In coma dopo un raschiamento
Dopo 13 anni è morta Antonella

Dopo 13 anni in stato vegetativo, lunedì 2 settembre è spirata Antonella Giua, la giovane mamma in coma irreversibile dopo un intervento di raschiamento, una ventina di giorni dopo aver dato alla luce il proprio figlio, il primo marzo del 2000.

Per 13 anni è rimasta aggrappata alla vita, sospesa in quel limbo insondabile che è lo stato vegetativo. Per cielo un soffitto, come orizzonte le foto del figlio Antonio appese sulla parete di una stanza del centro Don Orione.

Antonella Giua ha vissuto in questo modo sino a lunedì, quando è subentrato il decesso. Era finita in queste condizioni dopo un banale intervento di raschiamento, due settimane dopo aver dato alla luce il suo bimbo. E quello che fa più male in questa storia di malasanità è che a 28 anni, giovane, bella e neomamma, s'era ritrovata a vegetare per colpa di una presa del tubo dell'ossigeno che era inserita male. Lo avevano stabilito i periti in un processo per lesioni colpose gravissime che nel giugno del 2004 in primo grado aveva portato a tre condanne e che sei anni più tardi finirà in prescrizione prima ancora di arrivare in appello.

Ora, dopo la morte di Antonella, la giustizia potrebbe rimettersi in moto. I pm Carmen Pugliese e Lucia Trigilio hanno deciso di disporre nuovi accertamenti - a cominciare dall'autopsia, in programma al cimitero di Bergamo nei prossimi giorni - che potrebbero portare all'apertura di un nuovo fascicolo, stavolta per omicidio colposo.

La donna, di origini sarde, aveva partorito il 28 febbraio del 2000, due anni dopo il matrimonio con Ermanno Cereda, milanese, all'epoca autotrasportatore con il quale era andata a convivere alla Celadina. Il parto era filato via liscio, restavano da asportare alcuni residui di placenta nell'utero. Nulla di preoccupante, tanto che madre e neonato erano stati dimessi dal reparto di Ostetricia e Ginecologia dei vecchi Riuniti. Il 13 marzo la giovane aveva però cominciato ad accusare forti dolori. Antonella era riuscita a resistere fino a sera, poi s'era fatta accompagnare dal marito all'ospedale.

L'intervento è uno di quelli di routine e viene programmato per l'indomani, perché la paziente ha appena cenato e potrebbe essere rischioso intervenire. Il 14 marzo, però, in sala travaglio qualcosa non funziona. La presa del tubo che avrebbe dovuto portare ossigeno è inserita male e a un certo punto si stacca, con Antonella che respira solo protossido di azoto e diventa cianotica.

Nessuno dei medici s'accorge, anche perché l'apparecchiatura con cui si sta operando non è dotata di sistema d'allarme. Un mix tra cattivo funzionamento del macchinari ed errore umano, e la neomamma diventa quello che è stata sino a lunedì. «Me lo ricordo ancora quel giorno - racconta ora Ermanno Cereda -. Ero fuori in corridoio ad attendere. Era un intervento che doveva durare 5 minuti, ma passano le ore e non vedo nessuno affacciarsi. A quel punto ho capito che era successo qualcosa di grave. Medici e infermieri non avevano il coraggio di uscire».

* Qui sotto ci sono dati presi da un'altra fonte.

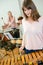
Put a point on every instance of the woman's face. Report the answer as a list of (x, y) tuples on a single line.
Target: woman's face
[(27, 12)]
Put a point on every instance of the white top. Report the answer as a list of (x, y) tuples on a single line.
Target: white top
[(33, 34)]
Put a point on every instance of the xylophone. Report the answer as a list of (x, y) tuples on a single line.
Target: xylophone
[(35, 58)]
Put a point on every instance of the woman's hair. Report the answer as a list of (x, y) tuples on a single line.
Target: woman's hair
[(30, 5)]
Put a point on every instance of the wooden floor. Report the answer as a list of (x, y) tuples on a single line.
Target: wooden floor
[(15, 58)]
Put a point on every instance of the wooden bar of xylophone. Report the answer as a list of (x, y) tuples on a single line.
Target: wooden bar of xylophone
[(26, 59)]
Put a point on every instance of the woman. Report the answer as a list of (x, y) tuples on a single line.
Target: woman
[(11, 21), (33, 28)]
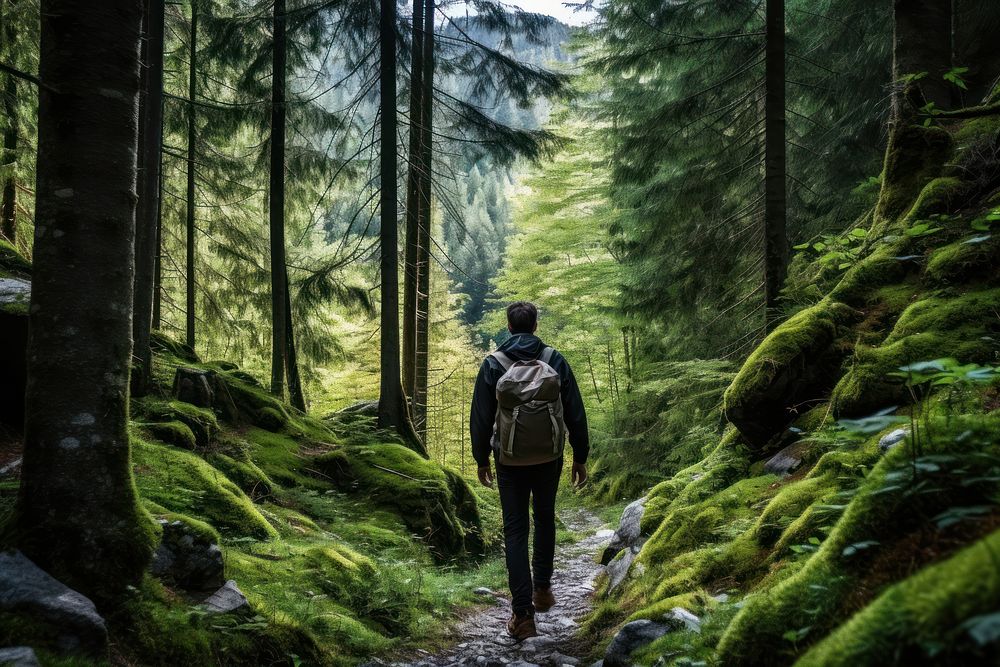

Parte la denuncia. All'inizio vengono indagati in sei, ma a processo finiranno in tre: l'anestesista Roberto D'Amicantonio, condannato a 22 mesi con pena sospesa; l'allora primario del reparto di Anestesia e Rianimazione Giuseppe Ricucci (200 euro di multa); e l'ingegner Alberico Casati, all'epoca responsabile della manutenzione ai Riuniti (300 euro). Il marito intenta anche una causa civile contro l'ospedale, che è stata una sorta di odissea. Il Don Orione all'epoca premeva infatti perché venissero pagate le rette e lui, Cereda, che aveva lasciato il lavoro per assistere la moglie e crescere il figlioletto, a un certo punto s'era ritrovato senza più un euro.

Nel dicembre 2005 il giudice stabilisce che alla famiglia di Antonella spettano un milione e 250 mila euro. «È stata una boccata d'ossigeno - ricorda l'uomo -. Ho potuto pagare le rette arretrate - e voglio sottolineare che lo staff di medici e infermieri del Don Orione in questi anni è stato meraviglioso - e ora questi soldi sono vincolati: servono per il futuro di Antonio, che ha 13 anni e vive in Brianza con la mia ex moglie. Lei e le mie figlie sono state fantastiche: quando io mi sono accorto che non ce l'avrei fatta a sopravvivere senza lavorare, loro l'hanno praticamente adottato. E ora posso dire che, nella sfortuna, mio figlio è stato fortunato: perché ha avuto due mamme».